The minimal PC and mean PC obtained by replicated configuration experiments are shown in Table 6 and Table 7, respectively. In header cells, “Mut.” is the abbreviation of the mutation policy, “O.T.” is the abbreviation of the operation time policy and “Obj.” is the abbreviation of the objective consideration. The slashes in data cells denote that the corresponding configurations were not performed. The performed configurations covered convergence experiments, operation time policy experiments and objective consideration experiments.

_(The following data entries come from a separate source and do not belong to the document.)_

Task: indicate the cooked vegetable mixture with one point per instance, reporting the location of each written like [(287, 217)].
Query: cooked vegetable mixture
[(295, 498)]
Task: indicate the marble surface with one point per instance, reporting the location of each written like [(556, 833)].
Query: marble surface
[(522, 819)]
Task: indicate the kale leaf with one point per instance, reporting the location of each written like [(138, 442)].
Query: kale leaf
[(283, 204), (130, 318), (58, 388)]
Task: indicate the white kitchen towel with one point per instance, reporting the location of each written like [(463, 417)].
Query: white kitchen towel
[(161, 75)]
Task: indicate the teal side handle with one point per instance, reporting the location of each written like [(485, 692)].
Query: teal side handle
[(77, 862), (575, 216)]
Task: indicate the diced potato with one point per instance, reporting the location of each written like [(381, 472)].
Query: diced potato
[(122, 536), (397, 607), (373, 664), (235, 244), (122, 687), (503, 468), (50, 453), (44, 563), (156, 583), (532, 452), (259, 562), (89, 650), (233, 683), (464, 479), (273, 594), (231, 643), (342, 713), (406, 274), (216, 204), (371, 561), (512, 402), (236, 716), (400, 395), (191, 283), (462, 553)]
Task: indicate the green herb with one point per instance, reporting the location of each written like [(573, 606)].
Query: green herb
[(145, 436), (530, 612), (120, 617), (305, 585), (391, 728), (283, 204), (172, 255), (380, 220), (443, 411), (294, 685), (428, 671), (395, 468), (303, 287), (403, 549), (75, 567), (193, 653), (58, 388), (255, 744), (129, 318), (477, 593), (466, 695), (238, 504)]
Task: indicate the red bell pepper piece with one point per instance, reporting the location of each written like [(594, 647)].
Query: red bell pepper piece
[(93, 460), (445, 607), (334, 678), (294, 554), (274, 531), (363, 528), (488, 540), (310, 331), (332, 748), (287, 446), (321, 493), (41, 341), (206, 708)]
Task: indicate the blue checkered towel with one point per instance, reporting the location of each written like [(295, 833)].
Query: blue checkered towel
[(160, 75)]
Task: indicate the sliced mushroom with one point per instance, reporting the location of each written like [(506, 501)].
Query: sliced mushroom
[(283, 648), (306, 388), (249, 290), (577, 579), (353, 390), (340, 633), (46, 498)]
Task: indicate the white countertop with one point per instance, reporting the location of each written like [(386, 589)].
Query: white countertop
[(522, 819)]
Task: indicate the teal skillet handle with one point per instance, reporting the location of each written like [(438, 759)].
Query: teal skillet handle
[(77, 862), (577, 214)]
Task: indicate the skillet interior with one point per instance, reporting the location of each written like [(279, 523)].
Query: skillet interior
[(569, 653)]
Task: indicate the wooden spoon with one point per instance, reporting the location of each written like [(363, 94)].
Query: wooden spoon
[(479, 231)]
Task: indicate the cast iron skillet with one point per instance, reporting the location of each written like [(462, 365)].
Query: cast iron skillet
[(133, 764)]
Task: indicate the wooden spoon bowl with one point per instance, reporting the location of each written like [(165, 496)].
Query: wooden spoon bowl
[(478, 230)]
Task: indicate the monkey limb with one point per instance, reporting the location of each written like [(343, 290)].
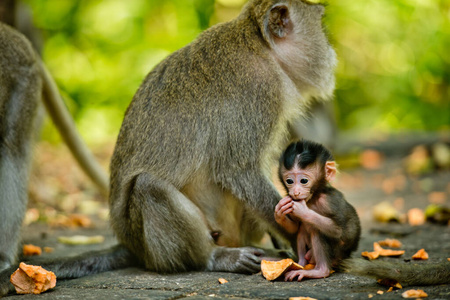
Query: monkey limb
[(24, 83), (66, 127), (317, 221), (405, 273)]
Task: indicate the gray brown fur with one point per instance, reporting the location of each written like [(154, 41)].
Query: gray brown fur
[(24, 85), (194, 152), (406, 274)]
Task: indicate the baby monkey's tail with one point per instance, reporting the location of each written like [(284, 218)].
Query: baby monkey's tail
[(404, 273)]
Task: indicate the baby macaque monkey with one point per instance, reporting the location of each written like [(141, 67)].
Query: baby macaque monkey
[(327, 226)]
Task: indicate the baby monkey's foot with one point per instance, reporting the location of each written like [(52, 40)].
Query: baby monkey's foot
[(300, 274)]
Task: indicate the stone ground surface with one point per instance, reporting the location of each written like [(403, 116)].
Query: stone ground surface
[(360, 190)]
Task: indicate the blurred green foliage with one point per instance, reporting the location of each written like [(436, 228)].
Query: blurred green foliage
[(393, 73)]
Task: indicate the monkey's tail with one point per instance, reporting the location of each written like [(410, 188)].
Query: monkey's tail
[(66, 127), (404, 273)]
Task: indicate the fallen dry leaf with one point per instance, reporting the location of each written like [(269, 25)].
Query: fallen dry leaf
[(28, 279), (370, 255), (29, 250), (414, 294), (81, 239), (390, 282), (391, 243), (421, 255), (222, 280), (416, 217), (271, 270), (387, 252)]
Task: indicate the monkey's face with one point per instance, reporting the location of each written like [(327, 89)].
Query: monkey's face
[(298, 182)]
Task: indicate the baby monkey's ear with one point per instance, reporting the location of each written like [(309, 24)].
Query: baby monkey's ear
[(330, 170)]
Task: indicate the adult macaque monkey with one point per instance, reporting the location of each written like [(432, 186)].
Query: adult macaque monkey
[(24, 82), (327, 226), (195, 151)]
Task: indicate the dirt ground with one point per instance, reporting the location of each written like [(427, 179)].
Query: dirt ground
[(403, 172)]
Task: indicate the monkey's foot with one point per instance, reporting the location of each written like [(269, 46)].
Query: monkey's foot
[(310, 257), (300, 274)]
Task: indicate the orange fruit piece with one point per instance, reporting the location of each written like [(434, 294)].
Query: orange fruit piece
[(29, 279), (271, 270), (387, 252), (30, 249), (421, 255)]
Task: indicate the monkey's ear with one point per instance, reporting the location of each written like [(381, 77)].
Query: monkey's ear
[(279, 22), (330, 170)]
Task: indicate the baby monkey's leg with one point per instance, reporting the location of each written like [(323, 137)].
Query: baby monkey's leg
[(322, 268)]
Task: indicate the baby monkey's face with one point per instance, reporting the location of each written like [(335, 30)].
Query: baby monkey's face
[(299, 182)]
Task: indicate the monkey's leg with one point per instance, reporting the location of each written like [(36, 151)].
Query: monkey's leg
[(19, 97), (168, 232), (302, 241), (320, 252)]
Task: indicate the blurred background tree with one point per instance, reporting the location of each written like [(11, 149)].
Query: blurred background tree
[(393, 73)]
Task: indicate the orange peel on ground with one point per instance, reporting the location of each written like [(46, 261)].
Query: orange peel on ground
[(379, 251), (391, 243), (420, 255), (387, 252), (271, 270), (416, 217), (390, 282), (414, 294), (29, 279), (30, 249), (370, 255)]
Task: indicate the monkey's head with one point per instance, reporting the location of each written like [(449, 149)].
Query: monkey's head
[(306, 167), (294, 32)]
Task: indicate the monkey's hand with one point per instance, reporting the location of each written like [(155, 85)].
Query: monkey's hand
[(282, 211), (300, 210)]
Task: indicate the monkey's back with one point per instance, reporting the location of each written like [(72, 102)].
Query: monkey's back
[(201, 93), (345, 216)]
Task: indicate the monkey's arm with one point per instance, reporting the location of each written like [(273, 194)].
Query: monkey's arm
[(282, 211), (323, 224)]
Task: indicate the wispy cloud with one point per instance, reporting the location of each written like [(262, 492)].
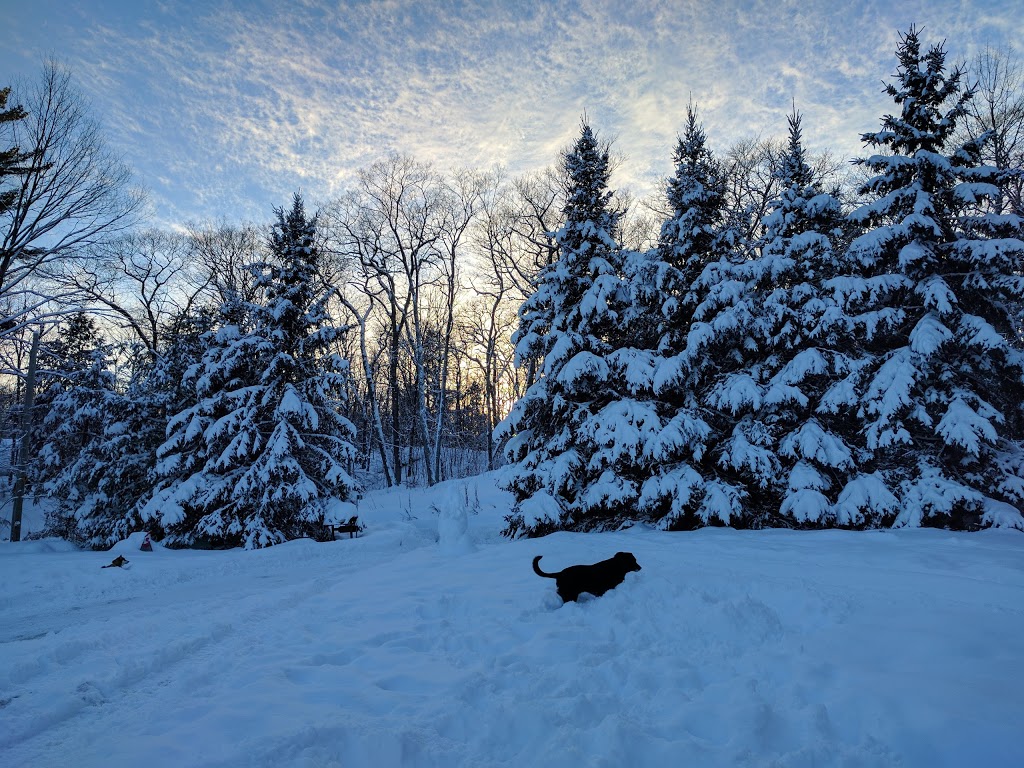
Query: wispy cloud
[(226, 109)]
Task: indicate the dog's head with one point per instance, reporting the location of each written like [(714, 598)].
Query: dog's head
[(627, 561)]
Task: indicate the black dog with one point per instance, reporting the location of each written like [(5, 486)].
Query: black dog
[(596, 579)]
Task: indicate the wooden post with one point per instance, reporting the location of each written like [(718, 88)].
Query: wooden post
[(23, 456)]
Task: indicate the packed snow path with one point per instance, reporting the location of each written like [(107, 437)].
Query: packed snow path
[(728, 648)]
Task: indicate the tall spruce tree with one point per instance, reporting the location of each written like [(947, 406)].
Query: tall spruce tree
[(941, 407), (11, 159), (262, 455), (75, 408), (667, 288), (803, 335), (563, 451)]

5.2.1. Convergence of the GAPN Approach

For each experiment, the minimal iteration means the minimal number of iterating generation to reach the optimal solution. For each configuration, the minimal iteration means the minimal one of the minimal iterations of replicated configuration experiments, and the mean iteration means the mean value of the minimal iterations of replicated configuration experiments. The minimal iteration and mean iteration of the convergence experiments are shown in Table 8. The rpds between DBM and SGM are shown in Table 9, where SGM is the benchmark configuration.
From Table 8 and Table 9, we see that both the minimal iterations and the mean iterations of DBM for all cases are less than those of SGM, and the results show that the convergence speed of DBM is faster than that of SGM. We see that both the minimal PCs and the mean PCs of DBM for all cases are less than or equal to those of SGM. Especially for case 12 × 25 and case 15 × 40, which are larger scale, the rpds between DBM and SGM are significant. The results show that the additional gene position mutation can improve the convergence quality for complicated FJSP-ITs.
Figure 7 shows the convergence curves of the optimal solutions for configurations C4 × 6&DBM and C4 × 6&SGM. The curve with circular points denotes the configuration with DBM (double mutation) and the curve with prismatic points denotes the configuration with SGM (single mutation). The figure shows the accelerating convergence effect of gene position mutation in detail. We see that gene position mutation can help local minimal points to stand out and to improve convergence speed and quality. In larger cases, more local minimal points hide in the larger solution space; thus, gene position mutation can obtain greater improvement by enhancing population diversity.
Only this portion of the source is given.